Sunday, 27 November 2011

Dominicans walk to end violence against women

Waiting for the military band to lead the march

The Three Martyred Sisters

   Women activists and the United Nations have marked November 25 as The International Day for the Elimination of Violence Against Women. The date also commemorates in the Dominican Republic the brutal slaying of three sisters who opposed the rule of Dominican dictator Rafael Trujillo. The sisters, Patria, Minerva and Maria Teresa Mirabal were murdered in 1960. Most historians agree that Trujillo ordered their murders because the sisters continually opposed corruption and violence Trujillo used to keep himself in power.
   However, it also led to the dictators own death six months later when seven men ambushed  Trujillo  killing him as he was being driven to see one of his many mistresses.
 Of the seven men involved in the killing of the dictator, two of the conspirators were later shot and killed, four were captured and executed.
   There was one sole survivor who managed to escape and is living in the Dominican Republic. He is in his nineties. A fourth sister is also still living in the Dominican.

      Marching for Women in the Dominican

Ilda, Margarita and Gloria  walking through San Pedro de Macoris  

   It was a perfect day for the march. Just a light sprinkle of rain, not too hot and a slight cloud cover.  The turnout was excellent. 
   The march began at 3;30 pm, headed up by the military band followed by policemen and women, the red cross, the firemen, school children in their school uniforms and about 1500 people participating in the march.
It was a perfect day to take photos of downtown San Pedro and some of the historic buildings along the way.

We took a picture of the modern Cancer Clinic baseball player Sammy Sosa built for the people of the Dominican Republic

   All traffic stops for a march. Most of these young men are what they call motorcycle taxis. They had to wait about 15 minutes for the marchers to pass by. By their smiles they didn't seem to mind. The army and police were always posted at the intersections to make sure it was safe.

   Notice the kids on the balcony. This is a Catholic girls school.  I'm sure the teachers taught them the reason for this  demonstration. There was also a large contingent of various school children in the march.
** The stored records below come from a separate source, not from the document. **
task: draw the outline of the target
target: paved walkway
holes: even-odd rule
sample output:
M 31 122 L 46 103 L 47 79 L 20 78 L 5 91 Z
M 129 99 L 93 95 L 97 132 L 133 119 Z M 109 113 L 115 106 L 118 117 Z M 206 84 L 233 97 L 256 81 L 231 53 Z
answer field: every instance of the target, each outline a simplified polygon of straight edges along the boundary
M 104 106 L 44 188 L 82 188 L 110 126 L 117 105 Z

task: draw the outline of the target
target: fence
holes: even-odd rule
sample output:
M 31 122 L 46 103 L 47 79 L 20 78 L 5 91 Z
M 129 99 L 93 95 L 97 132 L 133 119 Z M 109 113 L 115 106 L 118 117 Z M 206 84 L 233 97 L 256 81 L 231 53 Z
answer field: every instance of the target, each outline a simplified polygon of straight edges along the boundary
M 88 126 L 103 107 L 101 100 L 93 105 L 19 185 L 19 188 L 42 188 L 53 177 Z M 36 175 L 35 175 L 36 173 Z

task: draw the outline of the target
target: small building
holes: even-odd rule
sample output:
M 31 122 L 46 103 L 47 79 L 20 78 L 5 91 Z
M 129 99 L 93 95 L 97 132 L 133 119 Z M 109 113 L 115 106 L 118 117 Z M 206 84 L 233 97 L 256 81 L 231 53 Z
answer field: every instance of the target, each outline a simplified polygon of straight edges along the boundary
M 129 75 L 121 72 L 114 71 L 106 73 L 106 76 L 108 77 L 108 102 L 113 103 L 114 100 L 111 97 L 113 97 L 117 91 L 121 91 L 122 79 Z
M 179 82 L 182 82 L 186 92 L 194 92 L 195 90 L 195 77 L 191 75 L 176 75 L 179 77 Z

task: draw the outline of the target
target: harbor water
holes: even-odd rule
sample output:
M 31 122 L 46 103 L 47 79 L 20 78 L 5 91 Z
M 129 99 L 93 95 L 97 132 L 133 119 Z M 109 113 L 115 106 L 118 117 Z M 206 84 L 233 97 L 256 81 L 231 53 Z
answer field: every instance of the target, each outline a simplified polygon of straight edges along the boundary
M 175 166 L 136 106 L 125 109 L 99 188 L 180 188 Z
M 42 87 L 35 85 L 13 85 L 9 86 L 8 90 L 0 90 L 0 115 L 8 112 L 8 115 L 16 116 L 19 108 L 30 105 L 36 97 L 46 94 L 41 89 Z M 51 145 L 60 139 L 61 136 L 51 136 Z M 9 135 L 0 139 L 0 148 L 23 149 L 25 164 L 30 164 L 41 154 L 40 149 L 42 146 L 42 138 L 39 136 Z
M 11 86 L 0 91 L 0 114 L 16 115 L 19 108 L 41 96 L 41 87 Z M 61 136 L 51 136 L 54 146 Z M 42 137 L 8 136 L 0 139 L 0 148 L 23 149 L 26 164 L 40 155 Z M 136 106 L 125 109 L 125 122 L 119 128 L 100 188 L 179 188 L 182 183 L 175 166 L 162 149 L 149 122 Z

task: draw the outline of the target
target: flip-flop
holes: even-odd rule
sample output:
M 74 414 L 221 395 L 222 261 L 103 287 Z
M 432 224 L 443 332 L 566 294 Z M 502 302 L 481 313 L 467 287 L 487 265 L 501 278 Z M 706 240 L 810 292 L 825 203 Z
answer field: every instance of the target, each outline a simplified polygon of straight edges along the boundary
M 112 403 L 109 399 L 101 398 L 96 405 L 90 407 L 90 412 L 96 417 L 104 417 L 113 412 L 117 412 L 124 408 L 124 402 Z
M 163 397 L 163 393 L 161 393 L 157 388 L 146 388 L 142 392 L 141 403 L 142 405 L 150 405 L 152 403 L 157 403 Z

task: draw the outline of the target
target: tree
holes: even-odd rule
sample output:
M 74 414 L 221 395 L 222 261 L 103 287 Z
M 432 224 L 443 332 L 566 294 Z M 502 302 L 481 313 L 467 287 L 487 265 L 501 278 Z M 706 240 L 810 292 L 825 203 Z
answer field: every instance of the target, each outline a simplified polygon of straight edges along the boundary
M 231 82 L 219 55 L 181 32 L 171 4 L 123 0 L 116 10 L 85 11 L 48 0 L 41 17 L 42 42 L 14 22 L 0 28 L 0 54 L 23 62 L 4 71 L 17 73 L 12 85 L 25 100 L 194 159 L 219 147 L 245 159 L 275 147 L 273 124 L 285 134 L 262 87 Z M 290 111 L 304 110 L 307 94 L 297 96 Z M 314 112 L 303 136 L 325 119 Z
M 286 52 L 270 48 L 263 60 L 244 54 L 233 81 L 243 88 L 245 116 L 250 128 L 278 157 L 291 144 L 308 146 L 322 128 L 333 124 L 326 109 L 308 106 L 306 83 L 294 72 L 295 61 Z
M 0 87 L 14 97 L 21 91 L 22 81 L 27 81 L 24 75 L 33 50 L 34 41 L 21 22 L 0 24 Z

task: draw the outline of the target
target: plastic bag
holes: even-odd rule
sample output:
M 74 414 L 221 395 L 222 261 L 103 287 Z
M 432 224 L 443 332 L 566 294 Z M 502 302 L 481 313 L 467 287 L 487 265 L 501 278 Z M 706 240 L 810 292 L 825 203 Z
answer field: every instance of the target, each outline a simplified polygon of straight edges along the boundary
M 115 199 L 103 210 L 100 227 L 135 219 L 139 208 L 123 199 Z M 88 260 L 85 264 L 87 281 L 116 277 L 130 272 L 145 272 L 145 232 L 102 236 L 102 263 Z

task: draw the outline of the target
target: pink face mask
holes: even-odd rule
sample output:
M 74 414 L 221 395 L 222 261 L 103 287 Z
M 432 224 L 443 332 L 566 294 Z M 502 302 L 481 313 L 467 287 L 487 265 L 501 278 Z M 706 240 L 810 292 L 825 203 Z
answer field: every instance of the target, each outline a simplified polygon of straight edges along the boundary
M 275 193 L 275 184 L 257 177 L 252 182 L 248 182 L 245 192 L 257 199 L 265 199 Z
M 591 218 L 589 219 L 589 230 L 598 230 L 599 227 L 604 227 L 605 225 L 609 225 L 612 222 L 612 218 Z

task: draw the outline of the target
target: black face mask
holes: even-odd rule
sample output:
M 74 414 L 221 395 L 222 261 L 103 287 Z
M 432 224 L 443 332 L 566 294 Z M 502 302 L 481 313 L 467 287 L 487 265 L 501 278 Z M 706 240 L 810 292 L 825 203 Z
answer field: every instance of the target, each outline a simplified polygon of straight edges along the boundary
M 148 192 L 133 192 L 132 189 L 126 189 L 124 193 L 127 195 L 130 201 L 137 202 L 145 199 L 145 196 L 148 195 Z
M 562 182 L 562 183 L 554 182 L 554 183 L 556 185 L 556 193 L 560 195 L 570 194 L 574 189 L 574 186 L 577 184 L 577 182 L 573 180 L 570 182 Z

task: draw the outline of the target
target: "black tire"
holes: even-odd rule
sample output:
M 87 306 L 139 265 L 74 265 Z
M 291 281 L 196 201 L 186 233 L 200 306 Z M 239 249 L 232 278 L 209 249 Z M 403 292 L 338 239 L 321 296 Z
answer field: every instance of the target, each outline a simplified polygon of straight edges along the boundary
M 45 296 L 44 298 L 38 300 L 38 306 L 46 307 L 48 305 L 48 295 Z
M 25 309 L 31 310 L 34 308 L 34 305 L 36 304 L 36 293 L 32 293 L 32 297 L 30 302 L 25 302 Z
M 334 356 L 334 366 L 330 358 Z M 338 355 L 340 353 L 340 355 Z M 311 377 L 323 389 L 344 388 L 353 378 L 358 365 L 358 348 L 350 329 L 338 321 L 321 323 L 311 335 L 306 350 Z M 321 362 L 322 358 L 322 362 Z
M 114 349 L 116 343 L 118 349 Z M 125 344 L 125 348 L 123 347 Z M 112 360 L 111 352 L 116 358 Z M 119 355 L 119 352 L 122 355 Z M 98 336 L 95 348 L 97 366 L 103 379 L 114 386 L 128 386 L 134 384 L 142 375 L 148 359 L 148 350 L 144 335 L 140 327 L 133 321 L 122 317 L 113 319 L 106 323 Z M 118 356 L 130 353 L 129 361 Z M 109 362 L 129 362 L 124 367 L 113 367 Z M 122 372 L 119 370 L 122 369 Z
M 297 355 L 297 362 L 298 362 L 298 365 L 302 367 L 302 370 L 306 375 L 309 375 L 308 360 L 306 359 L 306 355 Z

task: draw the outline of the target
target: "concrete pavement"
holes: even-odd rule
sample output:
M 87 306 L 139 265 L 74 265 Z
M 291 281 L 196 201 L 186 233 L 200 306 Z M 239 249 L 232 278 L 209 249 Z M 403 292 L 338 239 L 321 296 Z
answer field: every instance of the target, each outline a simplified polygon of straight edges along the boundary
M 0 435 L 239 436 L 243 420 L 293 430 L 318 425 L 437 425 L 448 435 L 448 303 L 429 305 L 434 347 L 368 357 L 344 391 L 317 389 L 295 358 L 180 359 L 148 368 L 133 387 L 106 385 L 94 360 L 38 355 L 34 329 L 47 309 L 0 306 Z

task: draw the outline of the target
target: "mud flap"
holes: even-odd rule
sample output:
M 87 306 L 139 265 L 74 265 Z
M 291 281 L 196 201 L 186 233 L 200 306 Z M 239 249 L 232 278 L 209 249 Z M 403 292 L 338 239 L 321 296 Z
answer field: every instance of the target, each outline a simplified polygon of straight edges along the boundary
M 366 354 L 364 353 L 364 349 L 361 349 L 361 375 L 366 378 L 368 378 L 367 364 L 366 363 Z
                                Someone we met on the way
Looking back along the parade route


  Finally we can see the end of the march. The beautifully restored Catholic Church San Pedro the Apostle. This was the end of the march, which was not the end. There was another hour and a half of speeches from organizers and politicans. All in all it was quite successful. Although this day was declared official by the United Nations, I think in 1999. It really began much earlier in the Dominican. It began shortley  after the deaths of the three Dominican women more than 50 years ago and has continued ever since.

The camera I used was nothing special. I had planned to use my G11 but because of the rain I used my wifes Kodak video camer which will also take snapshots. At only 5 migapixals I was surprised it did so well and water does not affect it.